All this means trouble if house prices fall, and/or payment rates rise. Clearly, a person struggling to make mortgage payments, and who also has no down payment invested in his house, is far likelier to just walk away from his mortgage—especially if house prices fall and he ends up owing more for the house than it is worth. Already, 15.2 percent of 2005 home buyers owe at least 10 percent more than their home is worth.

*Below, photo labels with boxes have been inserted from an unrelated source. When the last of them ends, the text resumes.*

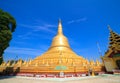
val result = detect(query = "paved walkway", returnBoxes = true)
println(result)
[0,75,120,83]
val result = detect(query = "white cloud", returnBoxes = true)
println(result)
[19,24,57,33]
[67,17,87,24]
[18,24,57,39]
[5,47,45,56]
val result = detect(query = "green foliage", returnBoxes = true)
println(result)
[0,9,16,64]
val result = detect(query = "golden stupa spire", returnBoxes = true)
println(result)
[108,25,112,31]
[57,19,63,34]
[50,19,70,48]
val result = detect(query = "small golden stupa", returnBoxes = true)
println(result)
[0,20,102,74]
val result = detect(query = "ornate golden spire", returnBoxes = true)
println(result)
[57,19,63,34]
[108,25,112,31]
[50,20,70,48]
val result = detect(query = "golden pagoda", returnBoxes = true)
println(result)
[0,20,102,74]
[101,26,120,73]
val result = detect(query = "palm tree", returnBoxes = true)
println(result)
[0,9,16,64]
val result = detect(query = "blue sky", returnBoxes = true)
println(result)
[0,0,120,61]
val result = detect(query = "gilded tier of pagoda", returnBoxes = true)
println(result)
[0,20,102,74]
[101,26,120,73]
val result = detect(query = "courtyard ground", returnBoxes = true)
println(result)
[0,74,120,83]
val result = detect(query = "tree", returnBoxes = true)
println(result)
[0,9,16,64]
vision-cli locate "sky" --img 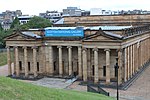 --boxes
[0,0,150,15]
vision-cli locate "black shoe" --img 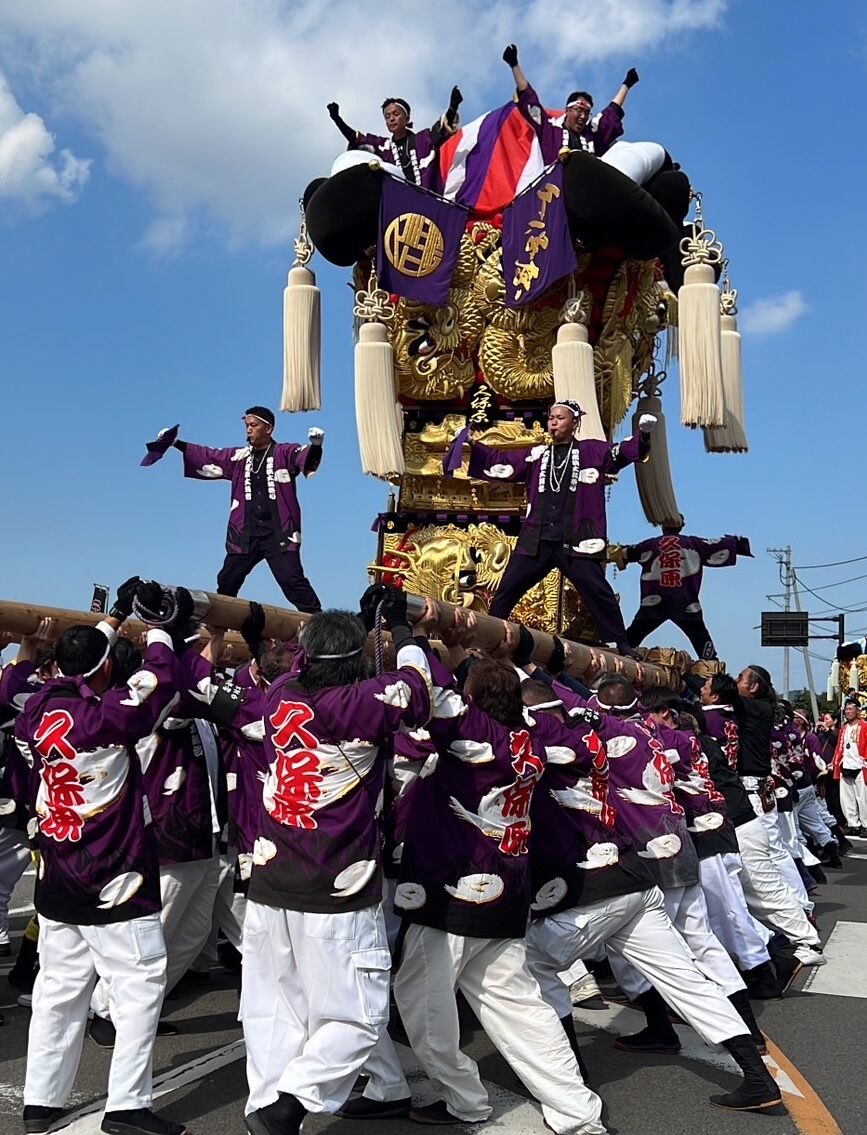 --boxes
[410,1100,486,1127]
[244,1092,308,1135]
[729,990,767,1057]
[102,1108,186,1135]
[337,1095,412,1119]
[742,961,783,1001]
[22,1103,64,1135]
[710,1036,783,1111]
[178,969,211,985]
[89,1012,117,1049]
[614,1028,681,1057]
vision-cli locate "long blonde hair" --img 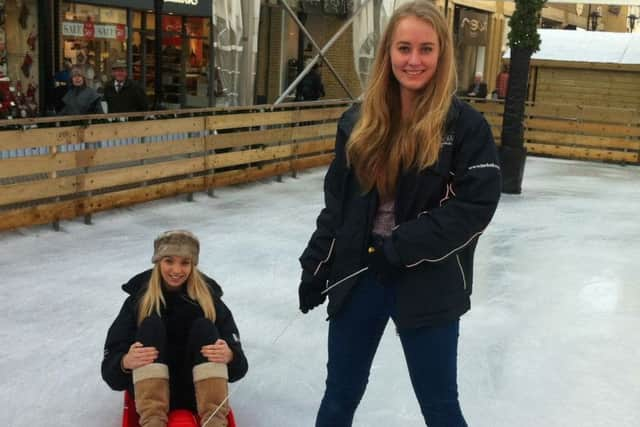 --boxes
[138,262,216,324]
[347,1,456,199]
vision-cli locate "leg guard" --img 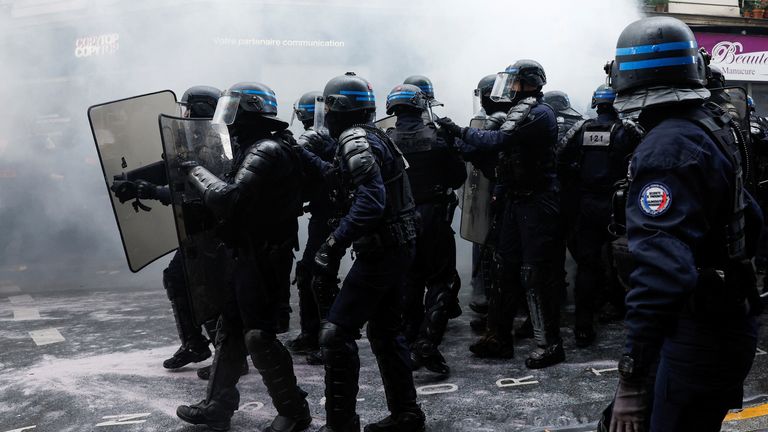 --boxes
[320,322,360,430]
[520,264,560,347]
[245,330,312,430]
[163,264,208,347]
[296,261,320,337]
[312,275,339,320]
[367,321,421,415]
[206,320,246,411]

The plethora of data now available concerning slowing home sales, increased home inventories, decreased affordability due to rising interest rates and falling real wages, ballooning mortgage default and foreclosure rates, and rapidly slowing or negative price appreciation, certainly suggests that the U.S. housing market may be at a breaking point. But what does that mean for the national economy?
The Guardian Observer says, “Fears are mounting that the ‘orderly’ housing slowdown predicted by the Federal Reserve will become a full-blown crash.”
If home prices stop rising so quickly or actually fall, home equity withdrawals will slow too. Consequently, consumer spending could drastically drop.
During the first quarter of 2006, lending agency Freddie Mac showed that 88 percent of refinancing was for equity take-out—the highest it has ever been. But here is the key: In 50 percent of the cases, the homeowner refinanced into a higher rate to take out equity. People were willing to commit themselves to higher interest-rate payments just to get out chunks of cash. In other words, people are literally using “their houses as an atm machine,” says Scott Simon.
“They’ve been using their houses as pocketbooks,” agrees Jack Plunkett, ceo of Plunkett Research, a market research firm in Houston. Some estimates suggest 33 percent of the billions of dollars consumers obtained from their homes through home-equity refinancing has gone to consumer spending. Not spent on home improvements that would increase the value of the property—just spent.
Reduced consumer spending due to falling home prices could have a significant effect on all Americans, especially since approximately two thirds of U.S. economic activity is wholly dependant on consumer spending.
If 30 percent of all jobs created since 2001 came as a result of a housing industry that now looks set to collapse, and two thirds of the U.S. economy is dependant on consumer spending—which is largely dependant on rising house prices, which are decelerating—perhaps you can see why the Trumpet has been warning readers to prepare to reduce their standard of living. If housing goes down, the rest of the economy could quickly follow.